Aydin was little more than a menacing blur as he loomed over her, cruel and self assured as her world turned soft and hazy in the thick tension of the imminent threat. Her heart pounded angrily against her ribs, blood rushing madly in its desperate terror-fueled fight, and adrenaline stained her eyes in red.

She knelt there gasping for breath—feeling desperate but still defiant as she physically searched the floor for her lost lenses. She felt more than saw the forward movement of his boot and her hand flattened tensely on the still present broom handle pinned beneath her bruised palm. She felt her fingers wrap again around that stick of chipped paint and splintered wood in preparation, willing her shoulders not to cower as she awaited the blow.

"Hey!"

Distantly she recognized the voice. She heard the scoffing chuckle of Aydin's voice as he turned to face the intruder.

"What the fuck? Nice to see you're making new friends, Vause."

The only thing in her limited eye line was a pair of worn black boots striding toward her with lethal intent. Her fingers squeezed, wood creaked, and she seized her chance. In the next moment she was upright on her knees, and Aydin's cold brown eyes stood inches from her own determined greys.

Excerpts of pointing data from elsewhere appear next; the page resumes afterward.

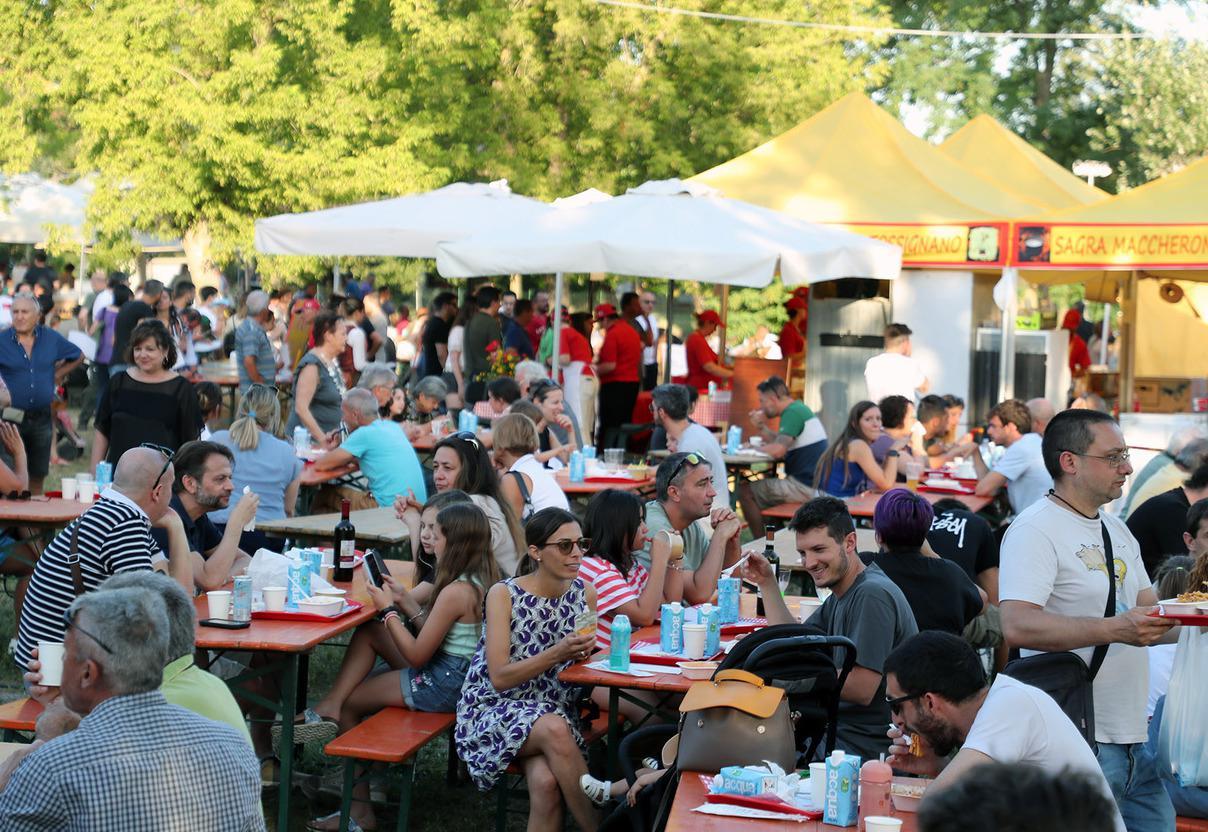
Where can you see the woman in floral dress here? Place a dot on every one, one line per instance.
(512, 707)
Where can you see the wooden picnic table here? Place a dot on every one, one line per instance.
(691, 792)
(289, 645)
(373, 525)
(590, 487)
(863, 505)
(40, 511)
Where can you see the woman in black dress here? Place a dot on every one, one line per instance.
(149, 402)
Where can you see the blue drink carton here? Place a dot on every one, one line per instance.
(841, 804)
(710, 617)
(671, 628)
(619, 644)
(727, 599)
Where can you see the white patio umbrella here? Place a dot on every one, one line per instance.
(675, 230)
(408, 226)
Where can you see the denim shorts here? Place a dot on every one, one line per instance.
(436, 686)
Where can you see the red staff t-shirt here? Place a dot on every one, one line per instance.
(622, 345)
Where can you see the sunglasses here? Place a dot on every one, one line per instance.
(69, 620)
(895, 703)
(687, 459)
(168, 453)
(567, 546)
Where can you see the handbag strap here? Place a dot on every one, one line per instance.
(74, 559)
(1101, 651)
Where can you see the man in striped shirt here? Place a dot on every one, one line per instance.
(114, 536)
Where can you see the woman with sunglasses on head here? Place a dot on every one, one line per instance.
(146, 402)
(462, 461)
(848, 465)
(514, 708)
(425, 670)
(319, 385)
(265, 464)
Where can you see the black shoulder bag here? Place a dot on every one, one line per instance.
(1064, 675)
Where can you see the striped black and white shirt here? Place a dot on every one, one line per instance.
(115, 536)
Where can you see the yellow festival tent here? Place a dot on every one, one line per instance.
(1000, 156)
(854, 164)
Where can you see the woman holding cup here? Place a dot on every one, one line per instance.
(514, 708)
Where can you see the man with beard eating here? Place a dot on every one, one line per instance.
(936, 691)
(203, 484)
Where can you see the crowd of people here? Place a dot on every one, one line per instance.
(506, 565)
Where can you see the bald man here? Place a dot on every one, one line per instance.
(112, 536)
(1041, 411)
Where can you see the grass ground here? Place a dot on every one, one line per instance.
(435, 804)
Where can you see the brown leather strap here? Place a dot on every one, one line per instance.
(74, 559)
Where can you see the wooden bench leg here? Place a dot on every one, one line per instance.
(408, 780)
(346, 795)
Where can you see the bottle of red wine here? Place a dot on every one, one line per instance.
(346, 545)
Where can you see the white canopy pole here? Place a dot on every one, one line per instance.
(557, 329)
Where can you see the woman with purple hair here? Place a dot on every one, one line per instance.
(939, 592)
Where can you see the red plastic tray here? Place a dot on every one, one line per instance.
(1192, 621)
(289, 615)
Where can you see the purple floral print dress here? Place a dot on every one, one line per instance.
(493, 725)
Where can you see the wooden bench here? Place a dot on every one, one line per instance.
(19, 715)
(512, 783)
(391, 736)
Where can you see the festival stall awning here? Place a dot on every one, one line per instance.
(855, 166)
(1012, 164)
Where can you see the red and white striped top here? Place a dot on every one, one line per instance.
(613, 591)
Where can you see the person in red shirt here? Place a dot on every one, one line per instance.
(702, 361)
(793, 335)
(619, 368)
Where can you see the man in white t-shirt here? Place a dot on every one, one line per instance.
(895, 372)
(1022, 467)
(671, 405)
(1053, 587)
(649, 354)
(936, 690)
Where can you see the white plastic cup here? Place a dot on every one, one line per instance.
(693, 640)
(50, 653)
(818, 785)
(220, 604)
(274, 598)
(806, 608)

Not an ounce of mercy showed in her eyes as she watched that mocking laughter fade. Warm liquid drew frenzied rivulets of red down the pale skin of her clenched fist, trailing down her arm in the moment before his body sank to the ground. Thin wood protruded from the savage wound like a flagpole staking her victory.

"Holy shit!"

Holy shit was right. As the adrenaline fled her body, her hands began again to shake and the enormity and severity of their current situation set in.

"Oh my god, oh my god, oh my god. He was NSA, wasn't he? No, CIA. Oh, god. He was an assassin. The CIA sent an assassin after you. Do you think they know you're a double agent? Oh, god, they probably know I'm working with you. They're gonna kill me, aren't they?" the second inmate ranted, hands twisting in knots around her linen prison shirt as she paced the room in growing hysteria.

"Lolly, calm the fuck down!" Alex snapped. Or, rather, she attempted to. What was meant as a shout sounded more a feeble supplication to her comrade's insanity than a firm demand. Regardless, it made very little impact.

"What are we gonna do? What do we do? What do we do? Wait, what about the NSA? They don't know yet, right? They can protect us! We have to call the NSA!"

"No, Lolly," Alex hissed between gritted teeth. The pain climbed higher and higher with each passing moment, and she could feel the walls closing in. "No we can't tell anyone the truth. They'd put us away…"

The ringing became a pressurized buzzing, then a roar as it took physical shape in her tingling fingertips and the edges of her blurring vision. Specks of blackness seemed to fill her eyes like a bad television connection, darkening her rapidly narrowing landscape as the strength left her limbs and she crashed again to the dusty floor.

"Fuck."

It was the last coherent thought in her mind before the blackness took her.